Con questo impegno il monsignore intende risolvere una vicenda singolare e garantire il posto di lavoro agli 11 dipendenti dell’impresa. La Calcestruzzi Belice Srl, infatti, è una società confiscata alla mafia dallo Stato che rischia di fallire per un debito nei confronti di una società pubblica, l’Eni. Un debito davvero di poco conto se rapportato al fatturato dell’azienda, che supera il milione di euro all’anno.
Il sindaco di Montevago, l’on. Margherita La Rocca Ruvolo, ha parlato di “una silenziosa protesta per quello che stanno vivendo gli 11 dipendenti della Calcestruzzi Belice. È giusto che si sappia cosa è accaduto per una distrazione di pezzi dello Stato”. La stessa Ruvolo aveva sottolineato, all’indomani della dichiarazione di fallimento dello scorso 29 dicembre, come la situazione dell’impresa fosse paradossale visto che si tratta di una società sana con un problema di liquidità facilmente superabile.
Per anni sotto il controllo di Cosa nostra la Calcestruzzi Belice, dell’imprenditore di Partanna Rosario Cascio, ha lavorato senza sosta, dando lavoro a decine di persone. Ha continuato a lavorare anche dopo essere passata sotto la gestione degli amministratori giudiziari ed ancora oggi le commesse non mancano. Ma adesso rischia di fallire e di mandare sul lastrico 11 lavoratori. Una sconfitta per le istituzioni dal pericoloso significato simbolico.

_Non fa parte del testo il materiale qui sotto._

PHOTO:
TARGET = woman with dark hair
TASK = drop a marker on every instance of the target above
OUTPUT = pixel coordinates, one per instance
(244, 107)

“Sono qui anch’io – ha detto il cardinale – per dare la mia solidarietà, pensando a quanto avvenuto 49 anni fa io che vengo da Messina, terra dove i terremoti sono frequenti”.

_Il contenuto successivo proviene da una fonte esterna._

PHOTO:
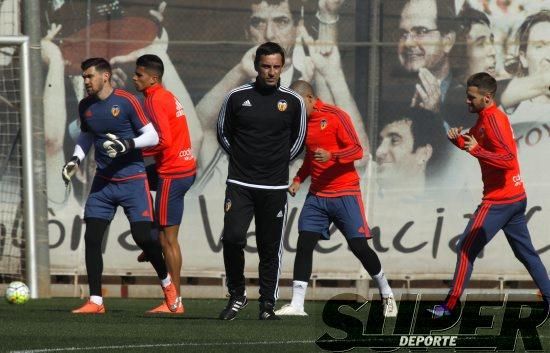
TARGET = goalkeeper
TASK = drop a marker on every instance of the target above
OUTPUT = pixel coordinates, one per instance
(114, 122)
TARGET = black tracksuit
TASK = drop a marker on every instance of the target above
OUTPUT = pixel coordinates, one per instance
(262, 129)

In un territorio in cui ancora si parla di ricostruzione è necessario che la speranza dei cittadini non venga ulteriormente tramortita, nonostante la difficile crisi economica.
“Io sono in difficoltà – ha continuato Montenegro – perché c’è la cattedrale da costruire e tante storie però ritengo che quando in una famiglia c’è una situazione simile se si possono salvare 11 posti di lavoro l’indignazione si accompagna alla solidarietà. Questo mio gesto è accompagnato anche dal gesto di don Ciotti – ha aggiunto Montenegro – che ha pensato di dare la cifra per colmare il buco che c’è e siamo rimasti che sia io che lui daremo la cifra per poter, se possibile, riprendere il cammino e togliere questo tam tam che occupa il cuore di queste famiglie e di questi lavoratori”.